Characterization of the catalyst

Crystal data for the catalyst C₂₄H₄₅N₆O₄₀PW₁₂. The crystal structure of the grown crystal of the catalyst was determined from the single crystal X-ray diffraction data. The intensity data were collected on a BRUKER SMART APEX CCD diffractometer with Mo Kα (λ = 0.71073 Å) at 291 K. The structure was solved by direct methods and refined using full-matrix least squares calculations with anisotropic displacement parameters for all non-hydrogen atoms. All hydrogen atoms were geometrically fixed to allow riding on the parent atoms to which they are attached and refined with individual isotropic displacement parameters. Unit cell parameters: a = 17.895(5) Å; b = 18.391(5) Å; c = 16.676(4) Å. Space group: Pbcn.

Details of spectroscopic methods employed

FTIR spectra were recorded as KBr pellets with a Nicolet 380.

FT-IR spectrometer in the range of 4000–500 cm⁻¹. X-band EPR spectra were recorded on a Bruker ESP 300 spectrometer. ¹H NMR spectra were recorded on a 400 MHz Bruker Avance Spectrometer. UV-Vis spectra were recorded in a solution of the catalyst in the range 200–1000 nm with a Shimadzu UV-160A spectrophotometer and evaluated with a program associated with the spectrometer.

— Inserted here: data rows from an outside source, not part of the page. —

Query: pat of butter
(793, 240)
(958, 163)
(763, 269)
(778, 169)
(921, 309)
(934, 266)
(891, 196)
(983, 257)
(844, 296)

Density functional theory (DFT) calculation details for the catalyst

The structural geometry of the catalyst was fully optimized (assuming C₁ symmetry) with BP86^55,56 generalized gradient approximations and VWN⁵⁷ local density functional, triple-ζ plus polarization Slater type orbital basis sets (TZP), and the numerical integration parameter 6.0, as implemented in the Amsterdam density functional (ADF) package.^58–60 The core shells [O: (1s)2, P: (1s2s2p)10, W: (1s2s2p3s3p3d4s4p4d)46] were kept frozen and were described by means of single Slater functions. The zero-order regular approximation was adopted in all of the calculations to account for the scalar relativistic effects.^61–63 The solvent effects were employed in the calculations of geometry optimization by using a conductor-like screening model (COSMO)⁶⁴ of solvation with the solvent-excluding-surface.⁶⁵ The solute dielectric constant was set to 20.7 (acetone). The van der Waals radii for the POM atoms, which actually define the cavity in the COSMO, are 1.40, 1.92, and 2.10 Å for O, P, and W, respectively.^66–73

Electrochemical characterization of the catalyst

The electrochemistry measurements were performed with a 69 CHI 660 electrochemistry workstation. Three-electrodes were employed for the electrochemical studies, viz., gold (Au) as working electrode, modified with the complex in acetone solution to emulate the working conditions of the catalyst. Secondly, platinum (Pt) disk was used as another counter electrode, and the third reference electrode used was a standard saturated calomel reference electrode (SCE). The oxidized gold working electrode surface was created using standard protocol i.e., by applying 2.0 V vs. SCE for 90 seconds in 2 M NaOH solution.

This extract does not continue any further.